I've added a contact email and the policy that @ojacobson described (with a few small modifications). See https://wheretofind.me/tos/#abuse-and-deletion

I am gonna leave this open, because I think that we need to still consider @krveale's very good points about triangulating who's hate-following you, and demonstrating ownership of accounts.

ojacobson commented 4 years ago

We recently received an abuse report that required serious thought, and we can probably use it to refine the practice and policy a bit.


About the complaint:

Salient facts about the complaint

(Obviously, I've left out specifics that could identify the profile or the petitioner.)

Investigation

Analysis

Concusions


This is the first time we've reviewed a profile in this level of detail, and I'll freely admit that I winged it at the time in conversation, rather than applying a principled approach up front. I'm content with the results, but justice and fairness are generally served by making the process both repeatable and reasonably transparent. Is this investigation worth codifying, either in a small way or a large one, so that the next proceeds on similar lines?

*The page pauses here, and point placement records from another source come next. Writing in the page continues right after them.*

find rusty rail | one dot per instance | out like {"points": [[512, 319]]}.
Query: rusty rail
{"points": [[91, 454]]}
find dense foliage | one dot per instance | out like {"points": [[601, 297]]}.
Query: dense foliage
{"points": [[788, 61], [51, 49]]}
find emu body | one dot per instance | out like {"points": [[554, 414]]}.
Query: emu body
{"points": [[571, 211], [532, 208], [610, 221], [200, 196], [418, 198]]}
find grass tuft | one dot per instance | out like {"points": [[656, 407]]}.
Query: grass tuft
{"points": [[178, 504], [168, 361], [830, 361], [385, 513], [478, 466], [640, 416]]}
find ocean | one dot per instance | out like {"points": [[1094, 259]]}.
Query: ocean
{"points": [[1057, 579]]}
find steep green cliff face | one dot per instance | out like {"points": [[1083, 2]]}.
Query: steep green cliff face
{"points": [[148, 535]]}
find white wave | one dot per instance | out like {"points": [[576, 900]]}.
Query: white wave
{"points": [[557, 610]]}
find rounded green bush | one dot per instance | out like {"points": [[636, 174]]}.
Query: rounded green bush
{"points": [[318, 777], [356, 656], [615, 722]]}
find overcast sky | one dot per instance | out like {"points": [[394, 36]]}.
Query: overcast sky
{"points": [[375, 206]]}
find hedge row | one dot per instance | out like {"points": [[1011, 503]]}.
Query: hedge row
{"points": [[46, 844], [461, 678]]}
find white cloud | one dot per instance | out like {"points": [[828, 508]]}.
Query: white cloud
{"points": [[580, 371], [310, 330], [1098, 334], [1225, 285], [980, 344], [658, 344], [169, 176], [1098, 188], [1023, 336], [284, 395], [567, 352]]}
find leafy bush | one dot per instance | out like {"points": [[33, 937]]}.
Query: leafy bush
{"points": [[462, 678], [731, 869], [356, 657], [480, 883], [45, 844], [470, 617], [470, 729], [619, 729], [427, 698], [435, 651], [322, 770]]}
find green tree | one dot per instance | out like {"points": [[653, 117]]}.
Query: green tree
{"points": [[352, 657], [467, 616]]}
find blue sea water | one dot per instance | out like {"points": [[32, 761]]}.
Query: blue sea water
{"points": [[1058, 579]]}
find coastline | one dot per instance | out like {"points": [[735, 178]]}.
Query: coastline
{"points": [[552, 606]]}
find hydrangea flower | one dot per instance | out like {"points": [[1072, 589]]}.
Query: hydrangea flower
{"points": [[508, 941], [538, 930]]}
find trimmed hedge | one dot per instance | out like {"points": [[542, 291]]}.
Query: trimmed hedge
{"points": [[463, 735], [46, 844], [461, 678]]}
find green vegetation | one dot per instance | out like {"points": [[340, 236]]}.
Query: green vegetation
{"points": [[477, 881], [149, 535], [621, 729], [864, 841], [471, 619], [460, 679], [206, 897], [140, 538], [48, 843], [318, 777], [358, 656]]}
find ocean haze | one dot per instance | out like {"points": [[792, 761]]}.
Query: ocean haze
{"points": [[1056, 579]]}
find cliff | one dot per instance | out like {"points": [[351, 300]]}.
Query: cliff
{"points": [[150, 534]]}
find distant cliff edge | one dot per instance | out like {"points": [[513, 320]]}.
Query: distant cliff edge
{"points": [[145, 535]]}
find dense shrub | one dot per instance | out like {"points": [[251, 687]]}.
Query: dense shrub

wlonk commented 4 years ago

Agree on all points.

As of this writing, no reply from the address that issued the complaint.

krveale commented 4 years ago

Thanks folks, I think this is an interesting problem that's been handled well - particularly with getting them to contact you from one of the accounts.

If we were being ULTRA paranoid, I might suggest that for future cases where you're concerned about the possibility someone's under attack - which would potentially be visible if they talked about it on some of their accounts, maybe? - contact from two accounts would be even better, just in case the person targeted has lost control of one of the accounts on the list due to a hack or social engineering or something.

Then again, if someone's talking about being attacked, I'm guessing that's a pretty intuitive flag there's a problem. On the OTHER other hand, it might also be a good reason to want to deep-six the WhereToFindMe account if people were hatefollowing? Hmm. Context I guess is always going to matter.

The main thing is that you're not automating this, which fixes 95% of problems with harassment cases.

wlonk commented 4 years ago

That's a very good point, about two accounts.

kahomono commented 4 years ago

Ya know how easy this would be if we had that Keybase integration... :)

On Fri, Apr 3, 2020 at 3:49 PM Kit La Touche notifications@github.com wrote:

That's a very good point, about two accounts.